La petición «en nombre de todos mis compañeros», la ha realizado en un sencillo homenaje celebrado hoy a otro compañero asesinado por la banda terrorista, Txema Agirre el 13 de octubre de 1997. Agirre fue tiroteado cuando acudió a identificar a tres falsos jardineros que se colaron en los preparativos en víspera de la inauguración del Museo Guggenheim prevista para cinco días más tarde. Los tres operarios portaban falsas jardineras donde ocultaron lanzagranadas que tenían previsto accionar por control remoto durante el acto de apertura de la pinacoteca. Al acto estaba previsto que acudieran los Reyes, el presidente José María Aznar y el lehendakari José Antonio Ardanza, entre otras autoridades.

Uno de los miembros del comando ‘Katu’, Kepa Arronategi, fue detenido mientras huía a sólo unas calles del lugar. Sin embargo, otro de los integrantes, Eneko Gogeaskoetxea, no pudo ser arrestado hasta 13 años después. El tercer miembro del comando jamás ha sido identificado.

«Necesitamos Justicia»

Seijo ha solicitado al consejero de Seguridad del Ejecutivo vasco, Josu Erkoreka, que no deje caer en el olvido estos crímenes sin resolver «y que pongas más medios si es necesario o hable con el Ministerio del Interior, pero necesitamos justicia».

El portavoz de la asociación Mila Esker, Julio Rivero, ha asegurado que seguirán trabajando para el reconocimiento de los que son «los verdaderos héroes» que merecen homenajes, «estos son los verdaderos héroes». Rivero ha recordado que acciones como las de Txema, por las que perdió la vida, son las que «han hecho posible que todos vivamos en paz»: «Toda sociedad que no esté enferma debe entender que este es el camino del reconocimiento, del no olvido y la memoria de quienes han hecho posible que todos vivamos en paz».

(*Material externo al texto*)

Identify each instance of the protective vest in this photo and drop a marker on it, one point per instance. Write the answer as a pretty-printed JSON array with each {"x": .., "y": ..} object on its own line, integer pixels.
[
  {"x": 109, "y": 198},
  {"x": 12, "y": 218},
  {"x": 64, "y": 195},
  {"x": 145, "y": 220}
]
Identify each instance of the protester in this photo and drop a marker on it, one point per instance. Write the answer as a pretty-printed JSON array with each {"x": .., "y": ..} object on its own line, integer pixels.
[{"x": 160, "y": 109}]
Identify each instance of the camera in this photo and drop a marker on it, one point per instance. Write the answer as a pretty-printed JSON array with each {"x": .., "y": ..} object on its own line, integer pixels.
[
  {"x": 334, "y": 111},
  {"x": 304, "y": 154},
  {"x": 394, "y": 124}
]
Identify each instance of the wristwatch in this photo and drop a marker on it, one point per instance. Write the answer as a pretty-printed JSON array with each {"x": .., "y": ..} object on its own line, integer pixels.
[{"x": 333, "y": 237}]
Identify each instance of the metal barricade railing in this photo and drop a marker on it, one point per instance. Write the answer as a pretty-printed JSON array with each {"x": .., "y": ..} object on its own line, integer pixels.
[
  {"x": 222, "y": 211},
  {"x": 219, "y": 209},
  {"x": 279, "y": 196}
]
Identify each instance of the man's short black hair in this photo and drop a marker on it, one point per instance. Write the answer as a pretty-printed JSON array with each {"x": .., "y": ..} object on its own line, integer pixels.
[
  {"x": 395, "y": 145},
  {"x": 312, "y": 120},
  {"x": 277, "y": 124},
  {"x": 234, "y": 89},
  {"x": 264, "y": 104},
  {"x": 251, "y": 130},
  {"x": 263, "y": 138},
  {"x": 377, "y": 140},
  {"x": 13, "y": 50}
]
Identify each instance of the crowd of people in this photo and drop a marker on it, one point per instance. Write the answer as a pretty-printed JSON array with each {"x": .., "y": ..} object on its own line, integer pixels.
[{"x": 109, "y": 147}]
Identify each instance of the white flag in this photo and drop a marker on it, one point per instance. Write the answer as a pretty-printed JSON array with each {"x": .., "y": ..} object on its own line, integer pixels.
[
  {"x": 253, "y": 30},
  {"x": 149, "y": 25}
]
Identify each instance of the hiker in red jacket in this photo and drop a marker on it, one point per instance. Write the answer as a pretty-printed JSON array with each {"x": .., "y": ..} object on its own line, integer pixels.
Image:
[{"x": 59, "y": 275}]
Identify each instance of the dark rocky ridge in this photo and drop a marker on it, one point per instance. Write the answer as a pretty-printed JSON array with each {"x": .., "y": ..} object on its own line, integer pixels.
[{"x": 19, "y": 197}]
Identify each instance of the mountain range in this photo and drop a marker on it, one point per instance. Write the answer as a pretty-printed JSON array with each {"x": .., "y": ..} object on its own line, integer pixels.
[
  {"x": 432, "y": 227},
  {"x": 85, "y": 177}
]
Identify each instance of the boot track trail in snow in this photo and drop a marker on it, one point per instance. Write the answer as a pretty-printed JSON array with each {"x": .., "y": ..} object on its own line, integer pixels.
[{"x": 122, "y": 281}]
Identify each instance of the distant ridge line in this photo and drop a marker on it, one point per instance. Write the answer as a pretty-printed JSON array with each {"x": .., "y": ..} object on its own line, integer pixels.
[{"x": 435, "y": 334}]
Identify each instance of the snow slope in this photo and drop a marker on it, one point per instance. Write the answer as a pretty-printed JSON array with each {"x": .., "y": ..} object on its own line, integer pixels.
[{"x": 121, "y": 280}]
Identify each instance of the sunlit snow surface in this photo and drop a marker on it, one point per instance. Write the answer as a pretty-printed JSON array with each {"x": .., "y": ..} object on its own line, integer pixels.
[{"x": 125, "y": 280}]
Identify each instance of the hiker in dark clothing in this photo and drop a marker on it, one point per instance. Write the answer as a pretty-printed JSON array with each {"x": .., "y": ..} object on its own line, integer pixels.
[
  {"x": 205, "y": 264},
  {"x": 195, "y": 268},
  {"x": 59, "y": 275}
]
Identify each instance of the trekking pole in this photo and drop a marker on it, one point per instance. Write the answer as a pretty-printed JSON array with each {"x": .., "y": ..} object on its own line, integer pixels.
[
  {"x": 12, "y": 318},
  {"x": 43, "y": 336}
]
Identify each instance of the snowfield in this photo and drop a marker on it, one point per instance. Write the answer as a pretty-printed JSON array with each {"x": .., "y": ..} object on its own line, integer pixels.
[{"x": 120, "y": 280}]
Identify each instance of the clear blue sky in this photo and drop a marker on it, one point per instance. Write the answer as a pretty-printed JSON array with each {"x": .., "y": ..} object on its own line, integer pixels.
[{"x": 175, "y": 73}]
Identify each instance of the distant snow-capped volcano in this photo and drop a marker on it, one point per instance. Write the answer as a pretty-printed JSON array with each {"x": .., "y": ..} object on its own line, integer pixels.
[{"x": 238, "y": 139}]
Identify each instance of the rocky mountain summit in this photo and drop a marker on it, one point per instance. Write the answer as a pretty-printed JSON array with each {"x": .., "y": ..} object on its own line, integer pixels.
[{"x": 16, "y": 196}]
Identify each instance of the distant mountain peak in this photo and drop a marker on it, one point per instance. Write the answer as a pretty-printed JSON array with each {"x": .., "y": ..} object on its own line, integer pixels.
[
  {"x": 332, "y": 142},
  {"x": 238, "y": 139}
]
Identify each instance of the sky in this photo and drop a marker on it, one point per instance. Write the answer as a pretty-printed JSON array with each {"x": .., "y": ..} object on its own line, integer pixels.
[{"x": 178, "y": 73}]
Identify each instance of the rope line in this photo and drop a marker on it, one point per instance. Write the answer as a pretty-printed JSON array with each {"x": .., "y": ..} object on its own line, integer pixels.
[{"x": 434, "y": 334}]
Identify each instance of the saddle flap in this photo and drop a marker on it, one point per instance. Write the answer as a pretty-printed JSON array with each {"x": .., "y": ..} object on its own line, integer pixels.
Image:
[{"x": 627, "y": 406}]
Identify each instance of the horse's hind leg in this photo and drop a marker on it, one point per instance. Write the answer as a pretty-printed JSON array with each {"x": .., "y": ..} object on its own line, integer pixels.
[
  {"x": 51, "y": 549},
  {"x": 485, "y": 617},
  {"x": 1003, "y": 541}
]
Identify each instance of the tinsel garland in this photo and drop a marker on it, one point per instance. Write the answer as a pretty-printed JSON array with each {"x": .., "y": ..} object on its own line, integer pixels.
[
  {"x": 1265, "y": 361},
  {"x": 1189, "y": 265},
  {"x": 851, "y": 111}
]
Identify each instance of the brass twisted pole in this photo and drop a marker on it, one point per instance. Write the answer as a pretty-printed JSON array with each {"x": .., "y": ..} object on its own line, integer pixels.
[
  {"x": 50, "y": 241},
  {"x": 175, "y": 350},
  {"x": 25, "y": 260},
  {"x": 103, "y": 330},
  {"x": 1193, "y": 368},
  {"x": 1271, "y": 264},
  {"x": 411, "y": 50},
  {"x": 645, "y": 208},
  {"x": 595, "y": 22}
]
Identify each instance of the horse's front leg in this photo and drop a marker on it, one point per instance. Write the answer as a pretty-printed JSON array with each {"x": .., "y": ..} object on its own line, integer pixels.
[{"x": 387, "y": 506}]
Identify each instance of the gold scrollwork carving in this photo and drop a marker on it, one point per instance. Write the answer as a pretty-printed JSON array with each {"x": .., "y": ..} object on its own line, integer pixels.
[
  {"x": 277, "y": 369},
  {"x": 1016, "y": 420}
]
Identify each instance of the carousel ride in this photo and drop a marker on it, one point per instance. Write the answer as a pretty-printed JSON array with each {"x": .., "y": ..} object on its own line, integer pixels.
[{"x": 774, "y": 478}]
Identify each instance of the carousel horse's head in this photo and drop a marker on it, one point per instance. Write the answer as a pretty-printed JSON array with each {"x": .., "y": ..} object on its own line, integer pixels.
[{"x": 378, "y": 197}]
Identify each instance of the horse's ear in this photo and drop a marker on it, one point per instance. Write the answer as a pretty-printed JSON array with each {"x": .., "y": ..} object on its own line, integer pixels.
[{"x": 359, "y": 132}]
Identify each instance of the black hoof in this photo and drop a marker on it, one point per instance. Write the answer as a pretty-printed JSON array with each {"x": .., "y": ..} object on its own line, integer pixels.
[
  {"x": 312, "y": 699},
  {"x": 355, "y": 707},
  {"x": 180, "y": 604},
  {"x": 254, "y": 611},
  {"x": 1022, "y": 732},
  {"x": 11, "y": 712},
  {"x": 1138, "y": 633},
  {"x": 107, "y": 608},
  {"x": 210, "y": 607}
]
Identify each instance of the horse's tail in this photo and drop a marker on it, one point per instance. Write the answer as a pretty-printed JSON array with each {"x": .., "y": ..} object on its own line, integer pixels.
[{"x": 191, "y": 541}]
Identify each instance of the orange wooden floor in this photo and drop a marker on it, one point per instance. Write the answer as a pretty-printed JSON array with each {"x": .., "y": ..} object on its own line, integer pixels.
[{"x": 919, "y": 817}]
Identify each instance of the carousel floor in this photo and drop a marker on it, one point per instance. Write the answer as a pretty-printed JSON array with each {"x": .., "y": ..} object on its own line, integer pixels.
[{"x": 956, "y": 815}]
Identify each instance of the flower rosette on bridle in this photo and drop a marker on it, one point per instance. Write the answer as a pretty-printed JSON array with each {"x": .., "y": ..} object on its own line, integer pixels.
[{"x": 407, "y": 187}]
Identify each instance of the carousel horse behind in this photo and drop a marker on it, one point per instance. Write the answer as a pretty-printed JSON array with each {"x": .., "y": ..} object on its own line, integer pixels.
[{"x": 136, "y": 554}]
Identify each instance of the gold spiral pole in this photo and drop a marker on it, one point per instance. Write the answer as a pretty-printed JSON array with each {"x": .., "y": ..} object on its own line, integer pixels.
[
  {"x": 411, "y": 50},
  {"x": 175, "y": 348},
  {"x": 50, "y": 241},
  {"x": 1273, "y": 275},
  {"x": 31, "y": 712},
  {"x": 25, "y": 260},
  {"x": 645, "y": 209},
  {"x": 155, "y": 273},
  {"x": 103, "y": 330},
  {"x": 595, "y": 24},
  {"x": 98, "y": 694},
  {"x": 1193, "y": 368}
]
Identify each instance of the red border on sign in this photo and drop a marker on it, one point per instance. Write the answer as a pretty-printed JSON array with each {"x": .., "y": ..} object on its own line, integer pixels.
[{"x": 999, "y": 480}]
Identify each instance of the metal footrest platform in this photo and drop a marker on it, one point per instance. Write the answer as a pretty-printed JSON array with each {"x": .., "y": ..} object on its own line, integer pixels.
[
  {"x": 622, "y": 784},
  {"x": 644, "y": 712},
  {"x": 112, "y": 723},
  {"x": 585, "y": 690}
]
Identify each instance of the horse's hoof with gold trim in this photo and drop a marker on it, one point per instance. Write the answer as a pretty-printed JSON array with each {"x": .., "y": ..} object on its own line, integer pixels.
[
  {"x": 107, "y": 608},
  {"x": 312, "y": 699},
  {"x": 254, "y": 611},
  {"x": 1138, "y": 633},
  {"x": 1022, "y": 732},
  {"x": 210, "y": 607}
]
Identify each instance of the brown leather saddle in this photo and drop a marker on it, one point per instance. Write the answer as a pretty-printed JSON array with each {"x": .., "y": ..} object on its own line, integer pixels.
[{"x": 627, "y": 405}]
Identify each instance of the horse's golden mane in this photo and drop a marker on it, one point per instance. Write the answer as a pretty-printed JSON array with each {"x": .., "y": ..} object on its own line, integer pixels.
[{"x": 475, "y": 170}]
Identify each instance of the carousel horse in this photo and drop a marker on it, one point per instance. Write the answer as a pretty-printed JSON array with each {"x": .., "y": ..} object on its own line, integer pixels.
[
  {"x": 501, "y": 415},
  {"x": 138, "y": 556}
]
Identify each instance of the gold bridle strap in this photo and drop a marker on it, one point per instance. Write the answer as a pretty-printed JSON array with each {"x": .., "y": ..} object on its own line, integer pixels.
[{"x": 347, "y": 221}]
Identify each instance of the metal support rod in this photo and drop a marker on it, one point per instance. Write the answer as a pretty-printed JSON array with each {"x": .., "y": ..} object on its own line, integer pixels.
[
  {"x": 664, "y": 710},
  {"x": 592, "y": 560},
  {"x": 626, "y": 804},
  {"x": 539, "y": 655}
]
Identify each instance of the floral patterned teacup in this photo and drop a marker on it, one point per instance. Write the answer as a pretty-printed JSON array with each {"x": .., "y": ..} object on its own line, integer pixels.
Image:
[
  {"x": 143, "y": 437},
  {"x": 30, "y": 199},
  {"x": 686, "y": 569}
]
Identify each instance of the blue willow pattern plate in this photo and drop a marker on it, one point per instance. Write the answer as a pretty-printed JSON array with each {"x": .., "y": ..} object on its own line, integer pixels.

La Ertzaintza fue no de los colectivos que en mayor medida padeció la violencia terrorista. Un informe del Gobierno vasco cuantificó en 15 los agentes asesinados por la banda, además de numerosos heridos, muchos de ellos de gravedad, en los cerca de 1.300 actos de violencia callejera en los que tuvo que intervenir. La amenaza terrorista hizo que 650 agentes se vieran obligados a modificar su número de placa, 3.000 ertzainas a cambiar de matrícula y se estima en casi 7.900 el número de agentes sobre los que ETA recabó información.